Sinopse: Moradores de Porto Alegre tentam levar suas vidas, enquanto o Brasil passa por uma virada histórica - o impeachment da presidenta Dilma Rousseff. Nas janelas de um apartamento no centro da cidade, o lado de fora e o de dentro se sobrepõem.
Se formos rever hoje em dia o clássico "Janela Indiscreta" (1954) do mestre Alfred Hitchcock podemos interpretá-lo como uma espécie de prelúdio do que o voyeurismo se tornaria hoje. Em tempos de realty shows e redes sociais em que todos se encontram conectados um com outro e gerando assim uma obsessão em observar o seu próximo, constatamos quase sempre uma pequena história a ser contada, mesmo com a perda cada vez mais forte da privacidade hoje em dia. O documentário "Mirante" (2018) revela um olhar pessoal do dia a dia do centro da capital gaúcha e que nos conta conhecidas histórias por outra perspectiva.
Dirigido por Rodrigo John, o documentário nos mostra o mesmo desenvolvendo o costume de admirar as pessoas desconhecidas que passam pelas ruas do centro de Porto Alegre, através da janela de sua casa. No entanto, transformações na política brasileira fazem com que antigas feridas sejam reabertas e os moradores de Porto Alegre tentam levar suas vidas, enquanto o Brasil passa por diversas histórias.
O filme não possui uma trama linear, sendo que a única coisa que serve de linha narrativa é constatarmos que há alguém na janela, por vezes com a sua namorada, e que fica observando os acontecimentos nas ruas da cidade, além de situações vistas em outras janelas ao redor. Curiosamente, há algo bastante interessante a ser constatado, pelo fato de vermos a divisão de classes no decorrer do documentário, onde testemunhamos tanto uma pessoa de boa fortuna cruzar a rua, como também um morador de rua cruzar o mesmo local e usando o que tem em mãos para sobreviver em seu dia a dia. O resultado é um mosaico de informações, que vai desde os costumes de cada um, como também sintetizar a enorme divisão invisível que separa as pessoas no tempo atual.

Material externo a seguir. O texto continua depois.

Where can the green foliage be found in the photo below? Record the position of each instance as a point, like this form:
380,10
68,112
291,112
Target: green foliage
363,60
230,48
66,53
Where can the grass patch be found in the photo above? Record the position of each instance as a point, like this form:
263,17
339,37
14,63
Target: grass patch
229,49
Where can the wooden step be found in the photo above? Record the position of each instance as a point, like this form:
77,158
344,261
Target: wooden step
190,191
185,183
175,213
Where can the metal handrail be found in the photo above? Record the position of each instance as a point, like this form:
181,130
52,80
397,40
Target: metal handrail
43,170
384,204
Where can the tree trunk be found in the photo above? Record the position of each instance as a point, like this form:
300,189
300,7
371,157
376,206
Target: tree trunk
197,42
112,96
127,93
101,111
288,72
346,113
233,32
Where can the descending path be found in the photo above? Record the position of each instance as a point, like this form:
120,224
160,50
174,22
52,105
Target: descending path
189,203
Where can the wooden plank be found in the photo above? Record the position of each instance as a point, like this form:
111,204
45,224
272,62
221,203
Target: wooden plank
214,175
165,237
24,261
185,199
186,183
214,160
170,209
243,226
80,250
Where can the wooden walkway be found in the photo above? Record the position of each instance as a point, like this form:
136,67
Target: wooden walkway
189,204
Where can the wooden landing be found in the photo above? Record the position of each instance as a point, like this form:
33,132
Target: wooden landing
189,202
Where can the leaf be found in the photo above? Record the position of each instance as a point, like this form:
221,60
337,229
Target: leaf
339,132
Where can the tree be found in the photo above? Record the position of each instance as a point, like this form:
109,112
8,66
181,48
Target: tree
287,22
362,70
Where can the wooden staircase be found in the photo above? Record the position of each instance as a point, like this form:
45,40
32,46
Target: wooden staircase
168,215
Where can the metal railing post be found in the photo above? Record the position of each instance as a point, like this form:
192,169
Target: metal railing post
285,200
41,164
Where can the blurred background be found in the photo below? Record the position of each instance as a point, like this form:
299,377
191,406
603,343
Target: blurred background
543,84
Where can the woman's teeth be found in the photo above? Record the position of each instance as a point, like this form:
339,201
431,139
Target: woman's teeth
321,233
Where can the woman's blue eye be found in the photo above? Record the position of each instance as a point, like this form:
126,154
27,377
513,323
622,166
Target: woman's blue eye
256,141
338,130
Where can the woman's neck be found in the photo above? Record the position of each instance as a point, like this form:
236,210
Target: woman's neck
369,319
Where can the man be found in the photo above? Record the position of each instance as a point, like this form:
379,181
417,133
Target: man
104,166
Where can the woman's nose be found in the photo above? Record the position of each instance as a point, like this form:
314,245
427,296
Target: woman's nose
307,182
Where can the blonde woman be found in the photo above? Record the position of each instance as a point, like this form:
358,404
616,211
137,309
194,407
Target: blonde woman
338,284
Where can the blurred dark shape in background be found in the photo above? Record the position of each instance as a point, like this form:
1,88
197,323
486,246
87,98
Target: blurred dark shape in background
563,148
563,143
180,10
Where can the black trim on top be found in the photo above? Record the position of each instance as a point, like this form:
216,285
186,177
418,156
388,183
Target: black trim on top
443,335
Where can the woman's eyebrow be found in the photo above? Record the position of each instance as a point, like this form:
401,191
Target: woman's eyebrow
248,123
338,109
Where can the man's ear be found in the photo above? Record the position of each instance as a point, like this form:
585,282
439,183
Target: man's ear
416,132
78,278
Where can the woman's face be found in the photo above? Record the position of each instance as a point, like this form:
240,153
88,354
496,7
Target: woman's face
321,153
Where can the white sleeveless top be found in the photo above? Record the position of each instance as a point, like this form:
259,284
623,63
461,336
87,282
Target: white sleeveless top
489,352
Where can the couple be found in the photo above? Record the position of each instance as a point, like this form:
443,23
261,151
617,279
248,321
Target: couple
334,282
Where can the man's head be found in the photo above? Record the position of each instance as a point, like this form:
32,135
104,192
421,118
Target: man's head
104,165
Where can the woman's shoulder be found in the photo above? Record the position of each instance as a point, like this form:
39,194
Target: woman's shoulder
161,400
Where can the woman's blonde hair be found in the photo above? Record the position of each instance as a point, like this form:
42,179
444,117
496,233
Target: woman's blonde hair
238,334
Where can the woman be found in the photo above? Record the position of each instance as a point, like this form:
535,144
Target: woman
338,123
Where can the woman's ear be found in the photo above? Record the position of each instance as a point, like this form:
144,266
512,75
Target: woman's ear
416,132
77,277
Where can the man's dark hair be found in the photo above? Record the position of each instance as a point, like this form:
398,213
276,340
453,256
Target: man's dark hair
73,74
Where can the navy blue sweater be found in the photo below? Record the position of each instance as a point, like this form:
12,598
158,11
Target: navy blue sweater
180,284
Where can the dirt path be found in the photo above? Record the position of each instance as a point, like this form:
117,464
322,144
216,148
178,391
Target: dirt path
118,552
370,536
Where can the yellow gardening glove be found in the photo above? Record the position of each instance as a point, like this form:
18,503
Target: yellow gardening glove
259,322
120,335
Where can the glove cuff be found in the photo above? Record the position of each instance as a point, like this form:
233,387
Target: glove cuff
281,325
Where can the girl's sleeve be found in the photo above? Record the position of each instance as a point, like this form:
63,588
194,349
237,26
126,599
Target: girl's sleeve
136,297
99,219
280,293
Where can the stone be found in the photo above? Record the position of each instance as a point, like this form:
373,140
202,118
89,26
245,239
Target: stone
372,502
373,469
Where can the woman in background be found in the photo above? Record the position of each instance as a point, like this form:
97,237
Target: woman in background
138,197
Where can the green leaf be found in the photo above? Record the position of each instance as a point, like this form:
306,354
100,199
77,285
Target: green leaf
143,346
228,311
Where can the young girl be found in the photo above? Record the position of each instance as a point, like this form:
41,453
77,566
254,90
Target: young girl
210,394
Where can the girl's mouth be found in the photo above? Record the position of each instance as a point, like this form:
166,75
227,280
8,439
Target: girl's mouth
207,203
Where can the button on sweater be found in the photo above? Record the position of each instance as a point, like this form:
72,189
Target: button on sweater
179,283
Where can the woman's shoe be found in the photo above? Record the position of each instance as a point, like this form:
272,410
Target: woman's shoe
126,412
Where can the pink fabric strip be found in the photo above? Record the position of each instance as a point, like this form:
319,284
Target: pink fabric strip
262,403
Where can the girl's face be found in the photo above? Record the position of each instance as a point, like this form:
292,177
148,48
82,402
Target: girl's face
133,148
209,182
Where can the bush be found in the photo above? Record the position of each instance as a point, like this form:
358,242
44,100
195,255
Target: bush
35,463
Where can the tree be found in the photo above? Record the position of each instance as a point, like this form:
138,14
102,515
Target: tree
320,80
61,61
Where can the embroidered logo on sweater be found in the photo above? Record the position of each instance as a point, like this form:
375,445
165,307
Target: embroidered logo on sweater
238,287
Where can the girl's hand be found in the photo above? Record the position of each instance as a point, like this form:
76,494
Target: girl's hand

Tecnicamente o filme é simples, porém, bastante eficaz com relação ao tempo, pois o documentário avança entre horas, dias, mês e anos, onde presenciamos na maioria das vezes o mesmo local, mas do qual o mesmo vai mudando gradualmente. Ao utilizar o efeito stop motion e do time lapse, o filme rapidamente me lembrou do clássico "A Máquina do Tempo" (1960), onde vemos o protagonista usando a sua tecnologia enquanto testemunha determinado cenário mudar gradualmente na medida em que o tempo avança. Aqui a situação não é diferente, pois o próprio cinema é uma máquina do tempo em que voltamos ao passado e presente através da imagem e o documentário se torna ainda mais rico quando pensamos nesta linha de raciocínio.
Pelo fato de os eventos vistos na tela acontecerem a partir de 2013, é curioso observamos o início dos protestos estudantis que começaram naquela época, da qual se tornou uma imensa bola de neve, gerando assim o golpe e impeachment da presidenta Dilma Rousseff e desencadeando o início de um fascismo que perdura até nos dias de hoje com a imagem de Jair Bolsonaro. Por conta disso, as imagens onde vemos a divisão de classes se torna ainda mais acentuada e fazendo desencadear ainda novas mudanças naquelas ruas e prédios na medida em que a trama avança. Ao final, ao constatarmos uma parte de que um determinado prédio que desmoronou, concluímos que o documentário nos passa a ideia de recomeçar tudo de novo, não somente com aquele ponto significativo da cidade, como também dos próprios rumos do país como um todo.
"Mirante" é marcante ao nos levar em eventos e situações através de uma perspectiva pessoal e cujo tempo constrói e destrói tudo a todo o instante.